Redemptus of the Cross (also Redemptorus), (15 March 1598 – 27 November 1638) was a Portuguese lay brother in the Order of Discalced Carmelites. He was put to death along with other members of a group sent to Aceh by Portuguese authorities.

Life
He was born Tomás Rodrigues da Cunha in Paredes de Coura, Portugal on 15 March 1598. He first served as a soldier in the Portuguese army in India, where he joined the Carmelites in Goa as a lay brother in 1615, taking the name Redemptus of the Cross.

Redemptus was sent by the superiors of the Order to accompany Father Denis of the Nativity as part of an ambassadorial mission from the Portuguese Empire to the Sultan of Aceh. The mission was led by Dom Francisco Sousa de Castro as ambassador.
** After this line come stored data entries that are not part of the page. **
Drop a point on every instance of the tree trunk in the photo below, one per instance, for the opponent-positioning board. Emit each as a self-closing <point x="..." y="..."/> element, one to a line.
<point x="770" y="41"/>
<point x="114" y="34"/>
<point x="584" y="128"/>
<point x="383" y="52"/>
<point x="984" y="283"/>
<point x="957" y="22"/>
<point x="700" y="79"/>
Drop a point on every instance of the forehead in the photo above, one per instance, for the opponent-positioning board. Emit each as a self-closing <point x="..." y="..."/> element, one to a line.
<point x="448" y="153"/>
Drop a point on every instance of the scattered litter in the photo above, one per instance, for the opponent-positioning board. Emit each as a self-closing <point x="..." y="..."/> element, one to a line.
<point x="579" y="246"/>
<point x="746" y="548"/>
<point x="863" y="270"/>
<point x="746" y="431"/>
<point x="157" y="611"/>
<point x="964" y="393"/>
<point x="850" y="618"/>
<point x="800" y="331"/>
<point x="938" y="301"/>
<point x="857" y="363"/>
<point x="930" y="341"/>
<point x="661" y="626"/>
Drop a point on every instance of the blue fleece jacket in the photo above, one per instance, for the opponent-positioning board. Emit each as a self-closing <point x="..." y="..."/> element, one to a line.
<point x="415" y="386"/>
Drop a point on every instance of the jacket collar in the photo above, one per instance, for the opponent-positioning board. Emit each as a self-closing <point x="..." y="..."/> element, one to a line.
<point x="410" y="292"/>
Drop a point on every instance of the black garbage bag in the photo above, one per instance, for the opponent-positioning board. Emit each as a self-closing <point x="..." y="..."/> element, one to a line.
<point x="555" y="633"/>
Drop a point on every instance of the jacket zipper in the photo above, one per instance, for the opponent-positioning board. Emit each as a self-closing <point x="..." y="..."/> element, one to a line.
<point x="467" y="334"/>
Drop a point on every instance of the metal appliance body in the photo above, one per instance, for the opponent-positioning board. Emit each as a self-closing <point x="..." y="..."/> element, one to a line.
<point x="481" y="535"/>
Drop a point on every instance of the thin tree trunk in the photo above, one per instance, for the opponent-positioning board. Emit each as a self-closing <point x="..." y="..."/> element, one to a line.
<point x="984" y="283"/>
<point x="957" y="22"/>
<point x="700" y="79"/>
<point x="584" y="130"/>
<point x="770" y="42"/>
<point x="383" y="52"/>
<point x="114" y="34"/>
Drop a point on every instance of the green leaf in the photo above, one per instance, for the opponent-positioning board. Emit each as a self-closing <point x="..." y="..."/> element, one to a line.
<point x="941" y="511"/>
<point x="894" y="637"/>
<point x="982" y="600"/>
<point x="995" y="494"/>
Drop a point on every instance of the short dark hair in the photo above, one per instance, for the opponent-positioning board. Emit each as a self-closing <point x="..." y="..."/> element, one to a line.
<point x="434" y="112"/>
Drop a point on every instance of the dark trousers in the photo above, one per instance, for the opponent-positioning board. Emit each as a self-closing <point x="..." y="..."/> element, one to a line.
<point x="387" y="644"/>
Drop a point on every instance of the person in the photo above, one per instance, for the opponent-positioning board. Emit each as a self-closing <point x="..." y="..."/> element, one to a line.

Once in Aceh, all the members of the mission were seized and arrested, at the instigation of the Dutch authorities based in Jakarta. They were then subjected to torture, and those members of the mission who refused to deny their faith were executed one by one. The two friars were led to a desolate spot on the seashore, where Redemptus was shot with arrows, after which his throat was slit. Father Denis, a crucifix in his hands, was the last to die, his skull shattered by a blow of a scimitar.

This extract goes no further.